Die Anti-Baby-Pille: Für viele Frauen unbezahlbar Bild: dpa

Keine Bremer Lösung wird es vorerst für das Problem geben, dass sich seit den Hartz-IV-Reformen arme Menschen oft keine Verhütungsmittel mehr leisten können. Zwar heißt es im Koalitionsvertrag: "Familienplanung darf nicht an der finanziellen Situation der Familien scheitern." Und dass Bremen zumindest bei Menschen "mit besonderen sozialen Schwierigkeiten" wie Substituierten und Wohnungslosen die Kosten für Kontrazeptiva übernehmen wolle. Doch noch nicht einmal dieser Personengruppe - nach Angaben der Sozialbehörde 3.000 bis 5.000 Frauen - wird derzeit geholfen. Woran dies genau liegt, kann der Sprecher der Sozialsenatorin, Bernd Schneider, nicht erklären. Auch eine Frist, bis zu der die Ankündigung der rot-grünen Koalition umgesetzt werden soll, nennt er nicht. Schneider verweist darauf, dass der Koalitionsvertrag erst im Juni geschlossen wurde und seine Inhalte langsam abgearbeitet würden.

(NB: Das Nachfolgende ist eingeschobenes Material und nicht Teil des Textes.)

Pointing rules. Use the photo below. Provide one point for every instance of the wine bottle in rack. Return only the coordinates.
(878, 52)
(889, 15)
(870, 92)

Barbara Dennis, Gynäkologin in Bremen-Nord, dauert dies zu lange. "Ich erlebe es seit Jahren täglich in meiner Praxis, dass Frauen die Pille absetzen oder für drei Monate unterbrechen, weil sie das Geld einfach nicht haben", sagt Dennis. Und damit meint sie nicht nur die im Koalitionsvertrag Genannten. Sondern alle, die wenig haben, also Arbeitslosengeld II beziehen oder schlecht verdienen.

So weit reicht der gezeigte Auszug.